Un error catastrófico
La historia no será benévola con George Bush. Es difícil exagerar la significación de su rechazo al Tratado de Kioto. No es simplemente que el presidente estadounidense piense que su nación no puede asumir los solemnes compromisos sobre el calentamiento global que firmó hace tres años y medio. Esto le tiene sin cuidado.
Los gestos simbólicos que Bush hizo durante la campaña electoral hacia algún tipo de reducción de las emisiones de dióxido de carbono han resultado ser una cínica estratagema para estar a tono con las credenciales verdes de Al Gore. Ahora Bush se nos ha revelado como un perfecto escéptico al decir que está 'inequívocamente' en contra del acuerdo de Kyoto.

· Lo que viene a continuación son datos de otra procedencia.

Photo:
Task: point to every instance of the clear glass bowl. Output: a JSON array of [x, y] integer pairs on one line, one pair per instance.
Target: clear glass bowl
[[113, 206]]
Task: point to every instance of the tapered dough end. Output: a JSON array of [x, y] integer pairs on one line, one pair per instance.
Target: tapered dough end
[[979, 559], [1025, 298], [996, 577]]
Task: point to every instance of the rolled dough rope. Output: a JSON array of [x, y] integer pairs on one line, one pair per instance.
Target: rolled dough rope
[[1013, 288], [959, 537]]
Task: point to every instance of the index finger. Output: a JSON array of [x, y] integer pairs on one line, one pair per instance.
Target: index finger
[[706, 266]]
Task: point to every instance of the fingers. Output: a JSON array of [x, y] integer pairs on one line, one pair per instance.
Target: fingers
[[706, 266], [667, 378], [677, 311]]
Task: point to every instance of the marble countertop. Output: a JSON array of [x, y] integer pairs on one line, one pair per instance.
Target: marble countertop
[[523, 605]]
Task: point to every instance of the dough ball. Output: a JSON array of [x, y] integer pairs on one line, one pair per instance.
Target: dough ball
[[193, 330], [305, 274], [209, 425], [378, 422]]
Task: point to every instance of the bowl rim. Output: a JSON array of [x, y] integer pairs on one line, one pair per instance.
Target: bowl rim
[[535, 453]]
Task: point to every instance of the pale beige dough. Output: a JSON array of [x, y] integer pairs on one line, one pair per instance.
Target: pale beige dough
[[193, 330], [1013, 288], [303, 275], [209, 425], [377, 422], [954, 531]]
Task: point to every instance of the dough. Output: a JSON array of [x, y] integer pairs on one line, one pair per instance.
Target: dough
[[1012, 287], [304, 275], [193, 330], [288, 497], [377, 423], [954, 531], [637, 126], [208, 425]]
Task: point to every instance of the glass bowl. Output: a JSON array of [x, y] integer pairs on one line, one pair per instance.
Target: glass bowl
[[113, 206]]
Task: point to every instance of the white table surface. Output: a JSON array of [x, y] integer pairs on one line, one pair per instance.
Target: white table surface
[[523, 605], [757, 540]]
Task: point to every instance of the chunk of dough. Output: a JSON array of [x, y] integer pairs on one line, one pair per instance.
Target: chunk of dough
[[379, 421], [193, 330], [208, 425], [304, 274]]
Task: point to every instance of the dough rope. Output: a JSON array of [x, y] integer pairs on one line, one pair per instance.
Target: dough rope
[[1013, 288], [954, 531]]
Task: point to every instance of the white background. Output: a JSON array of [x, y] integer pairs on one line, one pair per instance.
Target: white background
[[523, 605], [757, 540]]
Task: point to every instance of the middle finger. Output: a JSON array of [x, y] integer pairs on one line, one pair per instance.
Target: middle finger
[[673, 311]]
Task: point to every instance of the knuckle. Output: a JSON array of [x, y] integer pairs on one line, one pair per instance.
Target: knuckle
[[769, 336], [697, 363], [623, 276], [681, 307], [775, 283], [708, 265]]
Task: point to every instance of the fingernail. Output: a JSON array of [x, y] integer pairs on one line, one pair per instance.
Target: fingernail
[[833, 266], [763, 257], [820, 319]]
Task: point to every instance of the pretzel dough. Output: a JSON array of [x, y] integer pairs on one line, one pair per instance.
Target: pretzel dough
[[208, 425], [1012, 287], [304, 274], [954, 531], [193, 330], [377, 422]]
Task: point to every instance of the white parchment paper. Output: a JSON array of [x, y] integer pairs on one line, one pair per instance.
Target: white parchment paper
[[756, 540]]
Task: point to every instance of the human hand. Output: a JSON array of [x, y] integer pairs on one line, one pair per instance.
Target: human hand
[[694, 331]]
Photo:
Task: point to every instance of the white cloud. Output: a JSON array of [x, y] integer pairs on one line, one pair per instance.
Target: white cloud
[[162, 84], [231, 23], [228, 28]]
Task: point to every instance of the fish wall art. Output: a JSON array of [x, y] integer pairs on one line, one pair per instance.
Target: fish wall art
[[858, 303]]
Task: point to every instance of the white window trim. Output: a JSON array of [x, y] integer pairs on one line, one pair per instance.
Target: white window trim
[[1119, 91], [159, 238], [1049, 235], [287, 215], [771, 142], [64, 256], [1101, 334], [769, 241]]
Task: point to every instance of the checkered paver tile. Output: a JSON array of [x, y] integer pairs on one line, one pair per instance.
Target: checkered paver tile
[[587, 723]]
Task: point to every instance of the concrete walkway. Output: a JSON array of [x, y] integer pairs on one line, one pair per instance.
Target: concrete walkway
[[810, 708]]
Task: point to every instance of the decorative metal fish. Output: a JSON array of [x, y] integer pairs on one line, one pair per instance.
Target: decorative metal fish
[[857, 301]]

A comienzos de este año, el Panel Internacional para el Cambio Climático (IPCC) informó de que (...) sus descubrimientos eran, en una palabra, 'inequívocos': hay un calentamiento en el clima del planeta y la quema de carburantes fósiles es la casi segura culpable (...)
Aun en el mejor de los casos, las predicciones son catastróficas. (...). Y no se necesita ser científico para comprender que si lo predecible es malo, los efectos impredecibles (...) pueden ser mucho peores. Hasta el político más testarudo e ignorante favorable a las petroleras querría minimizar el riesgo a las futuras generaciones intentando, prudentemente, contener el apetito de la nación más hambrienta de energía del mundo.
Pero no Bush. El supuesto 'liderazgo del mundo libre' está en manos de un hombre determinado a que la mayor de las miserias visite a las generaciones venideras.